Meet Our Speakers

Joshua Marszalek joined the AHCF board of directors in 2013 and currently serves as President of the board. Josh has previously served as Vice President and Secretary to the Board.  Josh and his wife, Laura, live in Connersville Indiana and have two children, Levi and Kathryn. Kathryn was diagnosed with AHC in February 2012, and the Marszaleks joined the list of families who are committed to helping other families and funding research to cure AHC. Joshua is a licensed architect and owns his own architecture practice, Rural Valley Architecture. Prior to owning his own firm, Joshua worked in Connecticut and at CSO Architects in Indianapolis, IN. Joshua Marszalek – joshua@ahckids.org His opening remarks will introduce the Board of Directors and outline what the AHC Foundation can do (is doing ) for your family.

Gene M. Andrasco is currently the Treasurer for the AHCF. Gene joined the ACHF Board of Directors in 2011, and has previously served as the Vice President and Co-Treasurer.  Gene volunteers his time to the foundation in honor of his daughter Kiley who was diagnosed with AHC in 2003. Gene lives in Lake Zurich, Illinois with his wife, Kelly and two children, Ryan and Kiley. Professionally, Gene is the Finance Vice President of the Marketing Store. Gene Andrasco – gene@ahckids.org

Megan O’Boyle, is the parent of a 20 year-old daughter with Phelan-McDermid Syndrome (PMS) and the Principle Investigator of the PMS International Registry (PMSIR). As the Patient Engagement Lead for RARE-X she brings her decade of experience in advocacy to help patient groups develop and govern their new Data Collection Efforts within RARE-X. Megan knows firsthand about the challenges that patients and patient communities face collecting and sharing their data. She is passionate about the need for the rare disease community as a whole to collect standardized data (ask the same questions) to allow for cross-disease research. She believes that having data collection developed and maintained at NO COST to the patients and patient communities is imperative to removing the barriers to finding treatments and cures for rare disease. Keeping the patient at the center of all decisions and efforts of RARE-X is Megan’s priority and mission.

Dr. George is Professor and Chair of the Department of Pharmacology, and Director of the Center for Pharmacogenomics at the Northwestern University Feinberg School of Medicine. He has been a pioneer in elucidating the genetics and pathogenesis of disorders of the nervous system caused by dysfunction of sodium and potassium ion transporters and channels. His laboratory is investigating the fundamental mechanisms responsible for AHC and testing new therapeutic strategies using human AHC neurons.

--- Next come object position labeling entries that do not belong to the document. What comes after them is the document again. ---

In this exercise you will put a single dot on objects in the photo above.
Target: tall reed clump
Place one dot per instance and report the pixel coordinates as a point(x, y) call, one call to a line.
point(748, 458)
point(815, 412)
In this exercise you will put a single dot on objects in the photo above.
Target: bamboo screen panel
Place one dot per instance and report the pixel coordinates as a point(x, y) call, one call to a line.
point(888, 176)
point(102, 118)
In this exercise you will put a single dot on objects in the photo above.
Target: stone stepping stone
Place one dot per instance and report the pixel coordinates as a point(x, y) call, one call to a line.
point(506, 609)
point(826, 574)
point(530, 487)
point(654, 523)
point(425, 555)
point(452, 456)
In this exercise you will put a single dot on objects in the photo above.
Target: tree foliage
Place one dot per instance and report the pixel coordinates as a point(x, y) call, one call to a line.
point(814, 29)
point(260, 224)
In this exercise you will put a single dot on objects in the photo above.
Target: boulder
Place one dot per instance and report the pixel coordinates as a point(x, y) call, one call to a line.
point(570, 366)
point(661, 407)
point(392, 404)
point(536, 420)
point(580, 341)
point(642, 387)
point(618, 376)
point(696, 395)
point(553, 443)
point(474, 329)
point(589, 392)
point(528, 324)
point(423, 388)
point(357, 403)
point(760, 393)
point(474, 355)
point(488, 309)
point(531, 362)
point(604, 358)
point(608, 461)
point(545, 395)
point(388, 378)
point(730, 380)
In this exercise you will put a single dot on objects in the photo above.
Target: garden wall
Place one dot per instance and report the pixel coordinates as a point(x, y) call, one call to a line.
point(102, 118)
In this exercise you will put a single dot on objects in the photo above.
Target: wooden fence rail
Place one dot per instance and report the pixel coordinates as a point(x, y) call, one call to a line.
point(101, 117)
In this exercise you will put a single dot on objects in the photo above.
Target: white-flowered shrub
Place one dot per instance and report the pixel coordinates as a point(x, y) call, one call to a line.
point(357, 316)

Dr. Kathryn J. Swoboda is the Katherine B. Sims M.D. Endowed Chair in Neurogenetics and Director of the Neurogenetics Unit in the Center for Genomic Medicine, Massachusetts General Hospital and Harvard Medical School. She completed her neurology residency at the Harvard Longwood Neurology Program at the Brigham and Women’s Hospital, and pursued additional subspecialty training in Clinical Genetics, Neuromuscular disease and Neurophysiology at Boston Children’s Hospital. Dr. Swoboda’s research and clinical activities are dedicated to the clinical characterization and genetic studies of rare inherited neurologic disorders with the goal to help develop and implement novel treatment approaches. In 1998, in collaboration with Alternating Hemiplegia of Childhood (AHC) community, she launched the first clinical registry, database and biorepository to facilitate efforts to identify the gene or genes involved in the pathogenesis. This resource proved critical in proving that mutations in the ATP1A3 gene were the cause of disease for most patients with the classic forms of AHC. The AHC Longitudinal Population Data and Tissue Repository, housed in the Center for Genomic Medicine at Massachusetts General Hospital, is a continuing resource for ongoing phenotype-genotype and longitudinal natural history studies of AHC patients and other ATP1A3-related neurologic disorders, and a source of clinical information, cell lines and samples for collaborators focused on the development of novel treatments.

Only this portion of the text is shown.